1

I am evaluating different streaming/messaging services for use as an Event Bus. One of the dimensions I am considering is the ordering guarantee provided by each of the services. Two of the options that I am exploring are AWS Kinesis and Kafka and from a high level, according it looks like they both provide similar ordering guarantees where records are guaranteed to be consumable in the same order they were published only within that shard/partition.

It seems that AWS Kinesis APIs expose the ids of the parent shard(s) such that Consumer Groups using KCL can ensure records with the same partition key can be consumed in the order they were published (assuming a single threaded publisher) even if shards are being split and merged.

My question is, does Kafka provide any similar functionality such that records published with a specific key can be consumed in order even if partitions are added while messages are being published? From my reading, my understanding of partition selection (if you are specifying keys with your records) behaves along the lines of HASH(key) % PARTITION_COUNT. So, if additional partitions are added, they partition where all messages with a specific key will be published may (and I've proven it does locally) change. Simultaneously, the Group Coordinator/Leader will reassign partition ownership among Consumers in Consumer Groups receiving records from that topic. But, after reassignment, there will be records (potentially unconsumed records) with the same key found in two different partitions. So, from the Consumer Group level is there no way to ensure that the unconsumed records with the same key now found in different partitions will be consumed in the order they were published?
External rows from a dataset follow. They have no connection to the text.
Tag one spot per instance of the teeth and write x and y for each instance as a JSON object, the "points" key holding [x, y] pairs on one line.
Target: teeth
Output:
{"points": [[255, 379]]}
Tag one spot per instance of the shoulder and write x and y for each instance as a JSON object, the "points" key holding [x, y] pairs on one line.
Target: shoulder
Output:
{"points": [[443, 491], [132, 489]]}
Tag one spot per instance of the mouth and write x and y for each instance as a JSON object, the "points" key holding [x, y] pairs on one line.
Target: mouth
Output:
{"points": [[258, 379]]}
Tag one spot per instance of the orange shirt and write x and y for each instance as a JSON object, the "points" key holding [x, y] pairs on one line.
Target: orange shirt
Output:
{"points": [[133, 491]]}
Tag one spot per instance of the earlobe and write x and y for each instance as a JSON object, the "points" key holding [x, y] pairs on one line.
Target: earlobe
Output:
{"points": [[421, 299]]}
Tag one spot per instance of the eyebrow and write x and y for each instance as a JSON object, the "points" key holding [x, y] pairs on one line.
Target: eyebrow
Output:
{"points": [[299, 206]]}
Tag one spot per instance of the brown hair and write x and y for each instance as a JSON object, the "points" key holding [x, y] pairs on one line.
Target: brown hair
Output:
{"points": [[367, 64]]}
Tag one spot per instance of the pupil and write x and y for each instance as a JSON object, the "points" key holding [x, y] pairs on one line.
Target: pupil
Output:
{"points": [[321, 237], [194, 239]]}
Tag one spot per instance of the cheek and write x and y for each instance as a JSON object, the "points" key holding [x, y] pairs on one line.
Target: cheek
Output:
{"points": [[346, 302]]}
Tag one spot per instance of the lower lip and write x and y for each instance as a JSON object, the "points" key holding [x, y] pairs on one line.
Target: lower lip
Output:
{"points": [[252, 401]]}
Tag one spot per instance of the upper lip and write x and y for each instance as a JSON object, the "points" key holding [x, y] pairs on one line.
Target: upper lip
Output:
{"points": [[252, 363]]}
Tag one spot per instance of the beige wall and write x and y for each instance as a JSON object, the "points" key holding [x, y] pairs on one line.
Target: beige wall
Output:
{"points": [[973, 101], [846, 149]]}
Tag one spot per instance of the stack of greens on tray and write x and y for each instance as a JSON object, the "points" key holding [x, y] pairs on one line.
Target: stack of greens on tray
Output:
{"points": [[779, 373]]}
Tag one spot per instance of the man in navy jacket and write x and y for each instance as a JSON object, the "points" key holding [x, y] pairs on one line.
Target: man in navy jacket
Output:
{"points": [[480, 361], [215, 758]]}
I have very little experience with both these services, so my understanding may be flawed. Any advice is appreciated!

Jake Riley
  • 21
  • 3
  • Your understanding is correct (although consumers can indeed read the record metadata to see what partitions keys/records come from, and might be able to detect a change)... What is the use-case for expanding the partition sizes? You cannot shrink them later, if this is to account for dynamic sizing – OneCricketeer Dec 22 '21 at 20:43
  • 1
    Thank you for confirming! I finally found in [the documentation](https://www.confluent.io/blog/how-choose-number-topics-partitions-kafka-cluster/) where this is addressed. They explicitly call out that increasing the partition count may break message ordering guarantees desired by the consumer. I do not have a use case in mind for expanding partition sizes except for if load increases over time, but it seems as though it is recommended that you over partition to account for that. – Jake Riley Jan 31 '22 at 22:15
  • For any others that land here, [here is a related SO post](https://stackoverflow.com/questions/39608714/kafka-how-to-preserve-order-of-events-when-partitions-increase) that addresses options for preserving ordering of messages (from producer to consumer) when adding additional partitions. – Jake Riley Jan 31 '22 at 22:18

1 Answers1

1

My understanding was correct (as confirmed by @OneCricketeer and the documentation). Here is the relevant section of the documentation:

Although it’s possible to increase the number of partitions over time, one has to be careful if messages are produced with keys. When publishing a keyed message, Kafka deterministically maps the message to a partition based on the hash of the key. This provides a guarantee that messages with the same key are always routed to the same partition. This guarantee can be important for certain applications since messages within a partition are always delivered in order to the consumer. If the number of partitions changes, such a guarantee may no longer hold. To avoid this situation, a common practice is to over-partition a bit. Basically, you determine the number of partitions based on a future target throughput, say for one or two years later. Initially, you can just have a small Kafka cluster based on your current throughput. Over time, you can add more brokers to the cluster and proportionally move a subset of the existing partitions to the new brokers (which can be done online). This way, you can keep up with the throughput growth without breaking the semantics in the application when keys are used.

Jake Riley
  • 21
  • 3